Investors can also benefit from a unique and valuable opportunity that comes with buying pre-IPO shares in the form of crowdfunding, and PIPE investing, primarily for those private companies that are looking to go public.

How to Invest in Pre-IPO Shares?

Investing in pre-IPO shares isn’t always easy. In most cases, the ability to purchase them will largely depend on whom you know.

However, it’s not impossible. There are several ways and methods one can invest in pre-IPO shares with a company that intends to go public.

One of the most common ways is to speak to your stock broker or find an advisory firm that specializes in pre-IPO shares and capital raisings. They can give you directions as to how to invest in these shares with a company before it goes public.

You can also monitor news and alerts about startups or companies that intend to go public. You can also inquire about companies that are looking for investment by contacting local bankers and accountants.

Building business connections can be advantageous too. For instance, you can seek these connections in events such as venture forums and business incubators. Establishing relationships in the angel investor communities can prove to be beneficial as well.

Considering the fact that pre-IPO investments have a limited access for most investors and even for those who can easily access it, there is a high liquidity risk attached to it. However, there is a way to still invest in pre-IPO shares which ensures access to all the investors that are interested in private equity.
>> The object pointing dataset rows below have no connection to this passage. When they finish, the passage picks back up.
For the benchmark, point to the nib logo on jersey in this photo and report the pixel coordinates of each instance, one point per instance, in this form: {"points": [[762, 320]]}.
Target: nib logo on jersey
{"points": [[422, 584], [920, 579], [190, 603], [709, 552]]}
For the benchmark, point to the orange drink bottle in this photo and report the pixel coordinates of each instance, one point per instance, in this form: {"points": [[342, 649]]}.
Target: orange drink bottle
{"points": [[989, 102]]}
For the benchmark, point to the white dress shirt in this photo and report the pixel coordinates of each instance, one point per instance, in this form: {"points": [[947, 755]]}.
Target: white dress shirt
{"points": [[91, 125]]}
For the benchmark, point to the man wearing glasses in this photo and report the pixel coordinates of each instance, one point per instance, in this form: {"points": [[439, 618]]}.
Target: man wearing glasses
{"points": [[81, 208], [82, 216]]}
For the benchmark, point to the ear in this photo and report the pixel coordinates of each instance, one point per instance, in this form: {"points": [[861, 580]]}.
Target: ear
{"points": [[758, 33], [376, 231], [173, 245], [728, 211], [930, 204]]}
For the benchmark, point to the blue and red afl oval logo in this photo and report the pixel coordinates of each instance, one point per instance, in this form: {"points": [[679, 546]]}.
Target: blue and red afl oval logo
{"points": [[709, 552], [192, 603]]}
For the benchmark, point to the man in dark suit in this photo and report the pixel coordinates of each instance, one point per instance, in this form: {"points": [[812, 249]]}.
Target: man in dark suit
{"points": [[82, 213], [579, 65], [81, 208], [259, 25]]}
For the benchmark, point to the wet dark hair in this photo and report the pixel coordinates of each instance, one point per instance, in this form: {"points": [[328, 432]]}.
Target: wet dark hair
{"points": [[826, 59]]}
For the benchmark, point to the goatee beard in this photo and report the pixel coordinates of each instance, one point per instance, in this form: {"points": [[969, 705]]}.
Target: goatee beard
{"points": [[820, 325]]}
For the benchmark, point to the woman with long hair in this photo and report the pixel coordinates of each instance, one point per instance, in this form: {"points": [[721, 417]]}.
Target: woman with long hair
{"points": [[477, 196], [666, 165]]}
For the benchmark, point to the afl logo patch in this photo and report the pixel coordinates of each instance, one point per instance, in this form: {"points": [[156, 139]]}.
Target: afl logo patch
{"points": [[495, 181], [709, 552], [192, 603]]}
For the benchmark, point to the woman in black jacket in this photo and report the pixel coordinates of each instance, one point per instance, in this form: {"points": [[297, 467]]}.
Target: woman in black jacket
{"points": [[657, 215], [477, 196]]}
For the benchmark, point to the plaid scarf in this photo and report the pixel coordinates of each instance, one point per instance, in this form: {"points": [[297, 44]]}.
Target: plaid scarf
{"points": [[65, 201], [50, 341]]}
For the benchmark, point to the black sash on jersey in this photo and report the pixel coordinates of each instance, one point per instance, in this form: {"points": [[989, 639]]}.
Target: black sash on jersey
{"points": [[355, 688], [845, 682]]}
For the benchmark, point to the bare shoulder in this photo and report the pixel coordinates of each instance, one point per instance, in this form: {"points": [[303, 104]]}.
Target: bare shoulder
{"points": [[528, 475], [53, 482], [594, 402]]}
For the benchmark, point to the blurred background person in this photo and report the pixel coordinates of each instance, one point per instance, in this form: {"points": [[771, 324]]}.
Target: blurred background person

This method is called Stock Tokenization which basically refers to the conversion of traditional company shares into cryptocurrencies that also allow for liquidity in the IPO markets.

What Risks Are Involved When Investing in Pre-IPO Shares?

Investing in itself is risky. It requires knowledge in business and investment, ability to analyze, and foresight to predict the development of the company. Investing into a company that has been public for some time can be easier as you can access stock charts and see the trajectory of its growth.

With pre-IPO shares, however, more risks are involved. It is much harder to evaluate the future of the company. This happens due to the risk of information asymmetry.

Directors and managers who are selling their shares know more about the company and its business situation than people buying into it. They are also not required to disclose any information to the public while the company is private. This limits the amount of information available on it.

Even though companies that are going through the IPO process have to meet disclosure requirements and prepare a PPM (Private Placement Memorandum), the information provided often is not enough to give investors an accurate picture of the business’ performance.

In addition to that, the underwriters who intermediate the share sale have the incentive of maximizing the price they are able to secure in the secondary market.

Can You Sell Pre-IPO Shares Right Away?

For the majority of the pre-IPO companies, the only way to sell shares is through a secondary market that facilitates the transaction of private investments.

However, regulators have gradually tightened the rules that govern the buying and selling of pre-IPO shares. Many companies have also been found to delay their IPOs during a wave of eager private capital which has created increased demand between both buyers and sellers.

In Conclusion

Regardless of what route you choose to take, make sure you do not make any rash decisions. Investing in pre-IPO shares can be beneficial and lucrative, but also rather risky. Not each company succeeds, and you run a run a risk of losing your money if you do not invest wisely.

To avoid this, make sure you familiarize yourself with the topics of finance, investment, and business analysis. It will allow you to more accurately assess the potential of companies and become a successful investor.

And last, but not least, never invest without legal protection. Choose only companies that utilize a PPM. That will ensure that they are transparent and comply with ant-fraud laws. Alternatively, you can have a lawyer or attorney prepare and investment contract and a term sheet for you.